The joy of reading books you don't understand

Value of Not Fully Understanding

  • Many participants enjoy books that initially exceed their grasp (philosophy, dense SF, hard literary fiction, math, technical texts, scripture).
  • Partial comprehension can still be emotionally powerful and plant “conceptual hooks” that pay off years later.
  • Some describe a distinctive pleasure in immersion, even when plot, references, or arguments are only half-grasped.

Strategies: How People Read Hard Stuff

  • Common pattern: first read for immersion with no notes or prerequisites, then later passes with background material or annotations.
  • Others strongly prefer slow reading, backtracking, and filling in missing prerequisites, sometimes over years.
  • Note-taking is debated:
    • Some avoid it on first pass, especially for fiction, to preserve flow.
    • Others rely on extensive notes, sticky tabs, or phone notes for dense non‑fiction and philosophy.
    • For textbooks, many argue that doing exercises is more important than rereading explanations.

When Difficulty Helps vs. When It’s Nonsense

  • Several see confusion as productive: tolerating not knowing, then letting patterns emerge over time.
  • Others caution that not every “difficult” work is deep; some older or theorist-heavy texts are viewed as overrated, obscurantist, or “balderdash.”
  • There’s tension between treating all canonized works as profound versus recognizing that some may simply be mediocre but historically privileged.

Psychology, Identity, and Motivation

  • Some suggest the need to understand everything may be tied to self-esteem, though others link it more to self-efficacy and curiosity.
  • Readers vary between seeking “books that bite and sting” and preferring comfort, clarity, or entertainment; both modes are defended.
  • Several admit to feeling like “posers” when they enjoyed but didn’t deeply retain difficult works, yet others stress it’s fine to enjoy without mastery.

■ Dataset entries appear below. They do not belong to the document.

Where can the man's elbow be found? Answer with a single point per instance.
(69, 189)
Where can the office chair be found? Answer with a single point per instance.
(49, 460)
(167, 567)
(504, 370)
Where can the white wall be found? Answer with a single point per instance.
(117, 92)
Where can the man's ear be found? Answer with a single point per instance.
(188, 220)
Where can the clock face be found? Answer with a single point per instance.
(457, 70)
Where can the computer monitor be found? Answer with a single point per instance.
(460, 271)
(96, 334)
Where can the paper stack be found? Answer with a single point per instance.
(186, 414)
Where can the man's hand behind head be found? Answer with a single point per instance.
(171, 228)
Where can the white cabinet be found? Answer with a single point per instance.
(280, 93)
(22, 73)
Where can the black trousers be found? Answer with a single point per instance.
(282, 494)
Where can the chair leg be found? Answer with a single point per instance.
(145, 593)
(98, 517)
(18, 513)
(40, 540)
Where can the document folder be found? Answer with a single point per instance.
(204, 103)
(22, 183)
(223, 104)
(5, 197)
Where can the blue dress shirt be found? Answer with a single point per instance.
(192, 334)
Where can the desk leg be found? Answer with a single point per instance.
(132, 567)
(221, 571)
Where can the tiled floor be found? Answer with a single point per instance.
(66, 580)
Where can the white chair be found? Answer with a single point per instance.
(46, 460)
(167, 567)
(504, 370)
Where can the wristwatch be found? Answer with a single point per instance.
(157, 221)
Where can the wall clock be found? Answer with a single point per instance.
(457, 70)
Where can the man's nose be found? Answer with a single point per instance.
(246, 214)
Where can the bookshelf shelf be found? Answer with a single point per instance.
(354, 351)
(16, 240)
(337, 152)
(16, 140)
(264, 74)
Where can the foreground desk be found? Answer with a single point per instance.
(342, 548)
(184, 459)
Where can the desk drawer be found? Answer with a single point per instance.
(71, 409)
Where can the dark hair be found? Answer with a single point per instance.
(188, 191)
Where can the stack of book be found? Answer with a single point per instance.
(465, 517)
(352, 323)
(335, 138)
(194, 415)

Culture, Education, and Media Habits

  • A theme: modern expectations that authors must make everything easy, versus older or “Eastern” attitudes where the burden is on the reader.
  • University teaching is described by some as more about filtering than instruction, making hard, opaque courses perversely valuable for deep learning.
  • People notice a broader trend of seeking “the correct take” from comments or summaries, rather than wrestling personally with challenging books, films, or games.